Voir clair en soi (Mc.10,46-52)

46 Jésus et ses disciples arrivent à Jéricho. Et tandis que Jésus sortait de Jéricho avec ses disciples et une foule nombreuse, le fils de Timée, Bartimée, un aveugle qui mendiait, était assis au bord du chemin. 47 Quand il entendit que c’était Jésus de Nazareth, il se mit à crier : « Fils de David, Jésus, prends pitié de moi ! » 48 Beaucoup de gens le rabrouaient pour le faire taire, mais il criait de plus belle : « Fils de David, prends pitié de moi ! » 49 Jésus s’arrête et dit : « Appelez-le. » On appelle donc l’aveugle, et on lui dit : « Confiance, lève-toi ; il t’appelle. » 50 L’aveugle jeta son manteau, bondit et courut vers Jésus. 51 Prenant la parole, Jésus lui dit : « Que veux-tu que je fasse pour toi ? » L’aveugle lui dit : « Rabbouni, que je retrouve la vue ! » 52 Et Jésus lui dit : « Va, ta foi t’a sauvé. » Aussitôt l’homme retrouva la vue, et il suivait Jésus sur le chemin.

« Et ils viennent dans Jéricho. » Voilà un nouveau lieu : on se rappelle que Jésus et ceux qui le suivent se sont rendus en Judée mais au-delà du Jourdain. Nous les avons ensuite trouvés « sur le chemin montant à Jérusalem« , mais point encore arrivés là. Jéricho est une étape, plus très éloignée de Jérusalem, et en tous cas du même côté du Jourdain que la capitale. Ce n’est pas une étape anodine : c’est la première bataille d’importance de Josué (en hébreu, Josué est le même nom que Jésus) dans la conquête de la Terre Promise. On se rappelle sans doute l’épisode célèbre des murailles de Jéricho s’effondrant au son des trompettes au septième jour, après que l’armée assaillante d’Israël en ait fait le tour chaque jour. Cette ville est en quelque sorte la porte de la Terre Promise : et dans l’évangile de Marc, c’est l’ultime étape avant l’entrée à Jérusalem.

« Et une fois qu’il s’en va de Jéricho, ainsi que ses disciples et une foule considérable, le fils de Timée, Bartimée, un aveugle qui mendiait, était assis au bord du chemin. » Jéricho n’est décidément qu’une étape : que s’est-il passé là ? Marc n’en dit pas un mot ! Mais c’est « une fois qu’il s’en va » qu’un évènement survient.
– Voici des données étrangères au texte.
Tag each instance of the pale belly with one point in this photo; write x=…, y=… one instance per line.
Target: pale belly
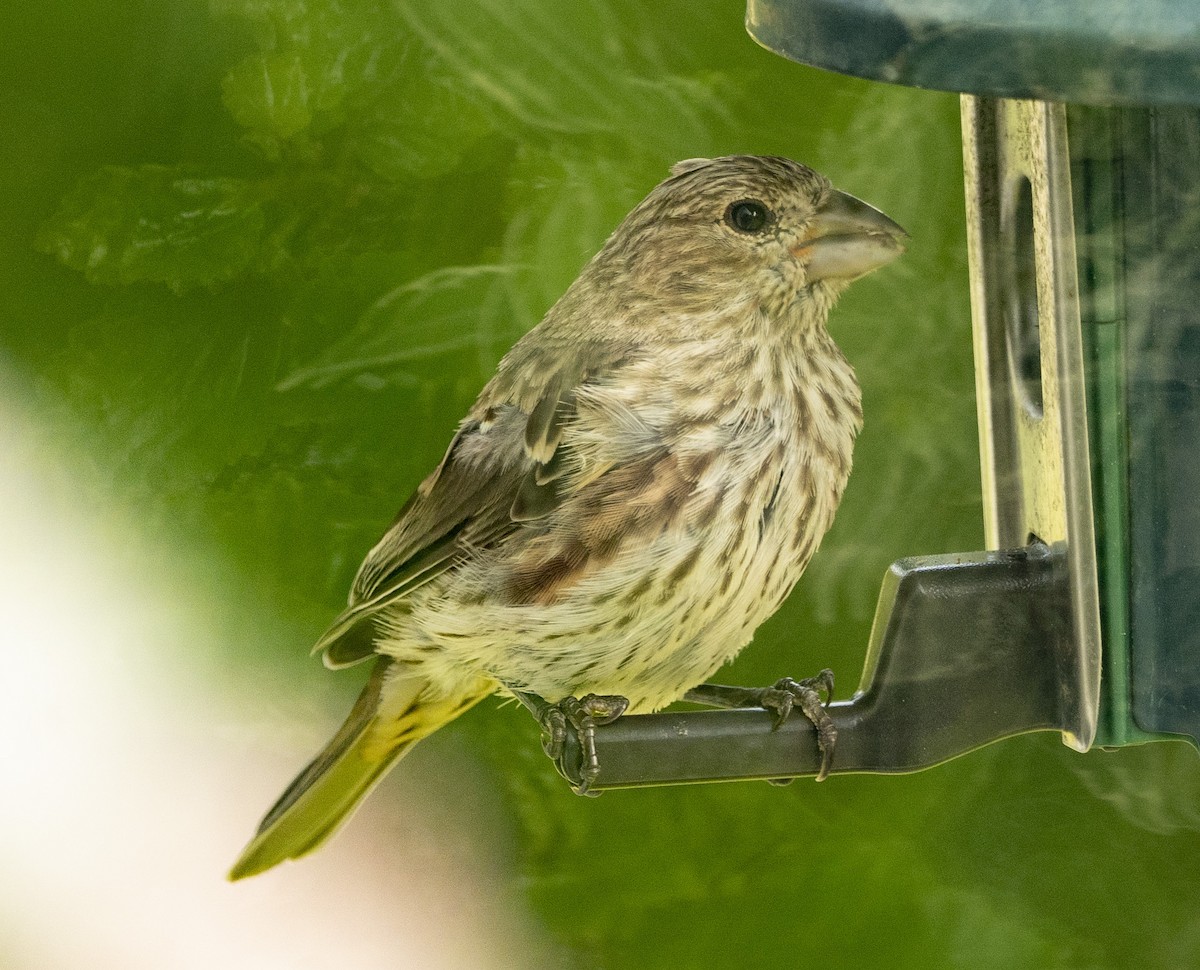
x=657, y=621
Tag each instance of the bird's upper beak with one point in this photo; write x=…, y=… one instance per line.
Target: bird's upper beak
x=846, y=239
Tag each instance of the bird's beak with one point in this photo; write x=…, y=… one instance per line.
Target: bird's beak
x=846, y=239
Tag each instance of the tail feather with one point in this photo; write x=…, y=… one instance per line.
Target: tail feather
x=385, y=722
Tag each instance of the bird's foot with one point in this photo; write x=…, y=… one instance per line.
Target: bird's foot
x=787, y=694
x=585, y=714
x=780, y=700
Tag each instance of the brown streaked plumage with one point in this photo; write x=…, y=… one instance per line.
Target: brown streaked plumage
x=639, y=486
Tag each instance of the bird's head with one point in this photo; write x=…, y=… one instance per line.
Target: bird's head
x=767, y=231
C’est là un détail tout-à-fait remarquable : ce n’est pas toujours là où c’est attendu qu’il se produit quelque chose. On pourrait croire qu’il ne s’est rien passé à Jéricho, et pourtant il se passe quelque chose in extremis. Il n’est jamais trop tard…

Remarquons aussi que l’attroupement qui se dirige vers Jérusalem est de plus en plus conséquent : Jésus, ses disciples, mais aussi « une foule considérable« . L’adjectif [hikanos] qui qualifie la foule signifie d’abord « suffisant, convenable« , mais il en vient à signifier aussi « capable de« , et évolue vers le sens de « suffisamment puissant, suffisamment fort« , invitant à comprendre au maximum. Il devient une litote, au fond. Autrement dit, la foule qui suit, loin d’être limitée, est au contraire une foule maximale.
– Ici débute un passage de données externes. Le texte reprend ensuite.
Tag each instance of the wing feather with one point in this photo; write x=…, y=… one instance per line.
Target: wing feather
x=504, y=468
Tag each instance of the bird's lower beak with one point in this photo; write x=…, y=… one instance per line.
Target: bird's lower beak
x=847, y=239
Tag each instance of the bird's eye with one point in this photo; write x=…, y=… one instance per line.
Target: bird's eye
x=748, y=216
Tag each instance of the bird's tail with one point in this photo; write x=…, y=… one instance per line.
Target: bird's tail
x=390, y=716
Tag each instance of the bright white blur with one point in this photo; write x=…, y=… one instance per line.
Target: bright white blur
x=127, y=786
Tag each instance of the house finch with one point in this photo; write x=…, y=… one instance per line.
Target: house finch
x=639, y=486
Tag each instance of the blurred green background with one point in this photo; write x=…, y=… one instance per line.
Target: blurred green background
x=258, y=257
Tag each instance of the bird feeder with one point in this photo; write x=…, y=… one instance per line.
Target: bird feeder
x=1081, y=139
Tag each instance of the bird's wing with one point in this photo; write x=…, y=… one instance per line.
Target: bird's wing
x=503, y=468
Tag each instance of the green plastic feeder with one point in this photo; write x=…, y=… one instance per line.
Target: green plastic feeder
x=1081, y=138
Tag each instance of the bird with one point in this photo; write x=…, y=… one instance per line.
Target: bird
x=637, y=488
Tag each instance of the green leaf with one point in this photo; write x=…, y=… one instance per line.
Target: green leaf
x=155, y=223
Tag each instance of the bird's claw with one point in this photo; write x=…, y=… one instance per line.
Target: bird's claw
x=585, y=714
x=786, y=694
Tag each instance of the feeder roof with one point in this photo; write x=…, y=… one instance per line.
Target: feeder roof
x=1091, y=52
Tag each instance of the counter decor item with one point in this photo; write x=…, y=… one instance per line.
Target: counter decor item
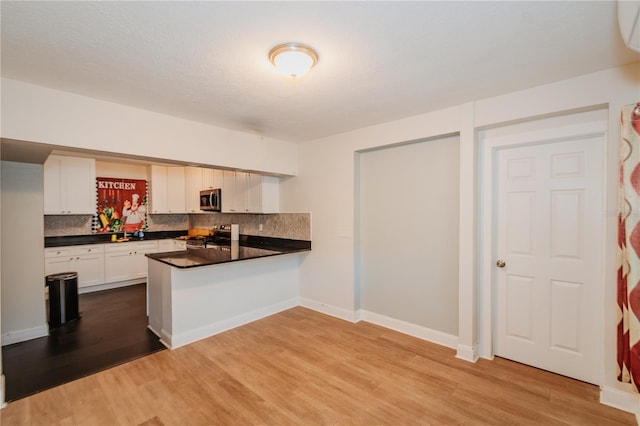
x=121, y=205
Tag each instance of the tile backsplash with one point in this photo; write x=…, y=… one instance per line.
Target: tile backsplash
x=295, y=226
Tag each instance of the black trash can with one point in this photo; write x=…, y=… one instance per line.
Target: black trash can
x=63, y=298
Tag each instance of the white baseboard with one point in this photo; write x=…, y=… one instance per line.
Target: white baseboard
x=424, y=333
x=24, y=335
x=174, y=341
x=628, y=401
x=333, y=311
x=467, y=353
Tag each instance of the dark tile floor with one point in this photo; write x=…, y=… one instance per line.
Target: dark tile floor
x=112, y=330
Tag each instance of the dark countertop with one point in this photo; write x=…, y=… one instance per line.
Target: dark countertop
x=249, y=247
x=75, y=240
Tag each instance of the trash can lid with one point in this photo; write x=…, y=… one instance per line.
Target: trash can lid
x=62, y=276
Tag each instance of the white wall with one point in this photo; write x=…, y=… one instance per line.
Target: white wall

C’est justement à ce départ que se joue quelque chose pour « le fils de Timée, Bartimée, un aveugle qui mendiait, […] assis au bord du chemin. » Aveugle, il ne peut pas voir. Mais il sent et il entend. Il sent le mouvement de l’air puissant d’une foule considérable, il respire la poussière soulevée par tant de pieds, il entend les conversations. Son handicap, sans doute, l’ont réduit à la mendicité et l’ont poussé « au bord du chemin », comme tant d’autres. il est en marge de la vie ordinaire, il n’est plus tout-à-fait dans le flux des vivants en bonne santé. Il ne marche pas comme les autres, il ne peut guère se déplacer aisément.
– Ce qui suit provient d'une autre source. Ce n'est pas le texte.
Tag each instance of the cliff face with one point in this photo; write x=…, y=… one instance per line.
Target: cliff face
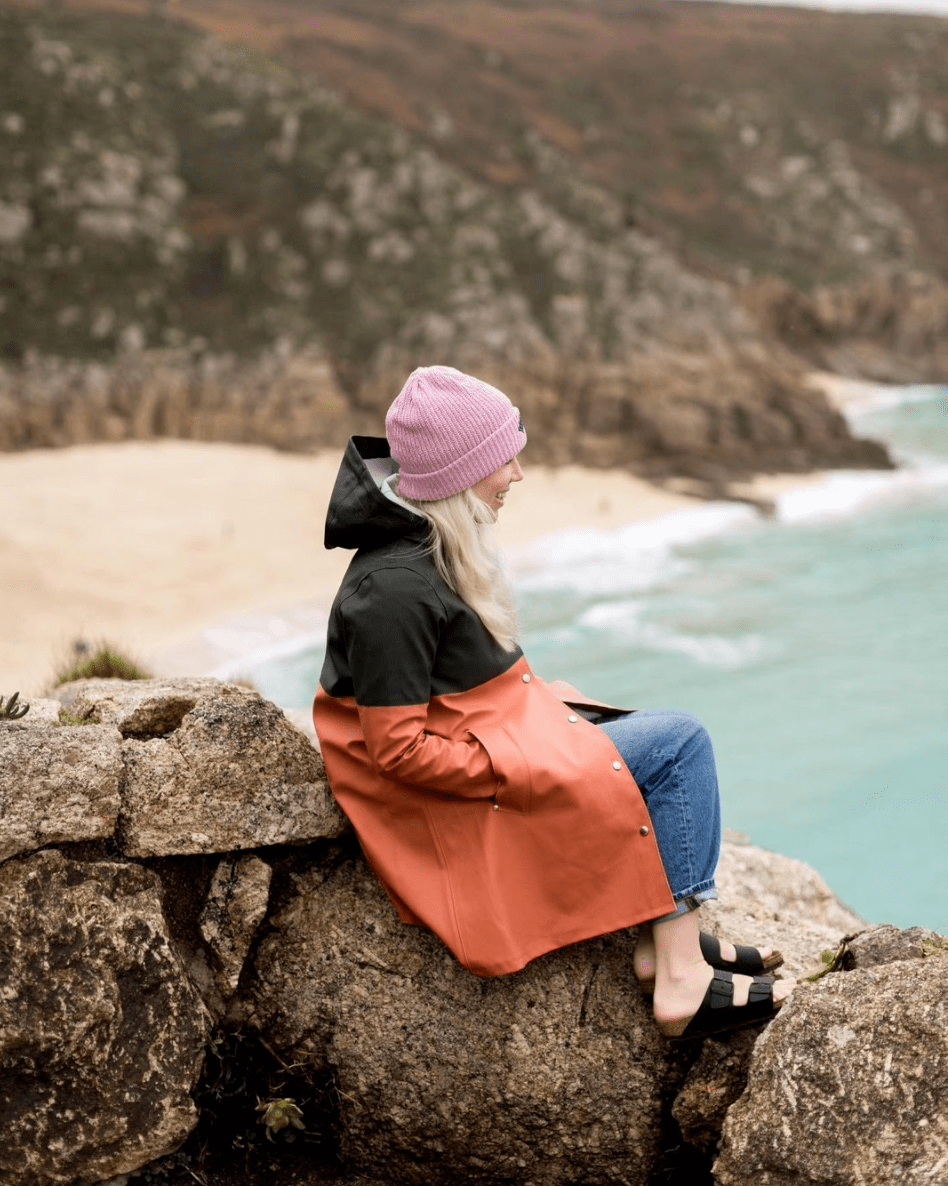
x=198, y=240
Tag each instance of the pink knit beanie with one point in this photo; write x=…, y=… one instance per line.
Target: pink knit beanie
x=447, y=431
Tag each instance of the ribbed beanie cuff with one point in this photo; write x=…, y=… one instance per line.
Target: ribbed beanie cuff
x=447, y=431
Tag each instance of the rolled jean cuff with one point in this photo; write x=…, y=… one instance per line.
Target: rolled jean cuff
x=688, y=901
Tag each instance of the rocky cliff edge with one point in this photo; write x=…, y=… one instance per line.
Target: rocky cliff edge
x=190, y=935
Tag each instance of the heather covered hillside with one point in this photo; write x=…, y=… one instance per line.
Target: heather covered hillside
x=612, y=211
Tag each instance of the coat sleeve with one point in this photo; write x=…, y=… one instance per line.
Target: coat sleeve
x=393, y=623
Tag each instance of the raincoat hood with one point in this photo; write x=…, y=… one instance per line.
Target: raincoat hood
x=360, y=515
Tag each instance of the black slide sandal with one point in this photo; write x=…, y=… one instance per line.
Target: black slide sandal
x=718, y=1012
x=749, y=960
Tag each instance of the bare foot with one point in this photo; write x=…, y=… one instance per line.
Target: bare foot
x=643, y=958
x=676, y=1000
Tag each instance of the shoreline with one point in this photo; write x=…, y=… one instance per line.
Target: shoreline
x=222, y=556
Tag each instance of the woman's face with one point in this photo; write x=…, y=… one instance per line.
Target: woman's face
x=492, y=489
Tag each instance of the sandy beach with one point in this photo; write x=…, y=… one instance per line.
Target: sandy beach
x=190, y=555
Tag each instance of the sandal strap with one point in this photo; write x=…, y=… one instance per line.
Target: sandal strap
x=721, y=990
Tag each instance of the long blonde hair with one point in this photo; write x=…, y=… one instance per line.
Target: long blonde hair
x=465, y=555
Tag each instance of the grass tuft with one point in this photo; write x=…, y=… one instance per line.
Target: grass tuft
x=100, y=662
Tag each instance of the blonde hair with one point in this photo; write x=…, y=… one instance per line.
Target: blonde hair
x=465, y=555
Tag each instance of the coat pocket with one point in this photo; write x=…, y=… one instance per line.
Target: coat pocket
x=510, y=766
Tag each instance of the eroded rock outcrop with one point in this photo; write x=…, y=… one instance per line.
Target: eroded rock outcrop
x=848, y=1085
x=120, y=956
x=209, y=767
x=101, y=1032
x=57, y=783
x=553, y=1075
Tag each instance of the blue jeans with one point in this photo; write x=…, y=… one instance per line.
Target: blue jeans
x=669, y=756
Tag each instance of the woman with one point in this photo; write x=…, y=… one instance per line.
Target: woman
x=492, y=807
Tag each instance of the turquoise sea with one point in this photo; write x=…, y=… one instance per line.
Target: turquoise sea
x=813, y=645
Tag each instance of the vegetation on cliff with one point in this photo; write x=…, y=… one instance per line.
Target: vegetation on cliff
x=266, y=260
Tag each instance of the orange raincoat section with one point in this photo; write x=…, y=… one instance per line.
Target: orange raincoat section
x=495, y=816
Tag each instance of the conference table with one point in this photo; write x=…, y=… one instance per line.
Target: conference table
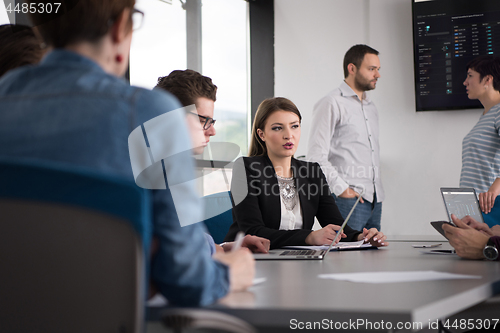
x=293, y=296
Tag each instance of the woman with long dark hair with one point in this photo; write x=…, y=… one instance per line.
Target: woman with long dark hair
x=277, y=196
« Et quand il entendit que c’était Jésus de Nazareth, il commença à vociférer et dire : « Fils de David, Jésus, aie pitié de moi ! » Mis en alerte, on imagine bien que tous ses sens sont éveillés. Mais c’est son ouïe qui lui donne la clé : c’est par ce qu’il entend qu’il sait de qui il est question, qui passe à sa portée. Du moins, c’est la seule chose qui l’intéresse car, en réalité, ce n’est pas que « Jésus de Nazareth », mais Jésus « ainsi que ses disciples et une foule considérable« . Pour un mendiant, une telle foule serait une opportunité, il s’en trouverait bien assez, même si ce n’était qu’une petit proportion, pour qu’il gagne sa journée. Mais il a d’emblée éliminé tous les autres, et déjà dans son cri on devine qu’il n’est plus mendiant d’argent ou de pain, qu’il veut autre chose.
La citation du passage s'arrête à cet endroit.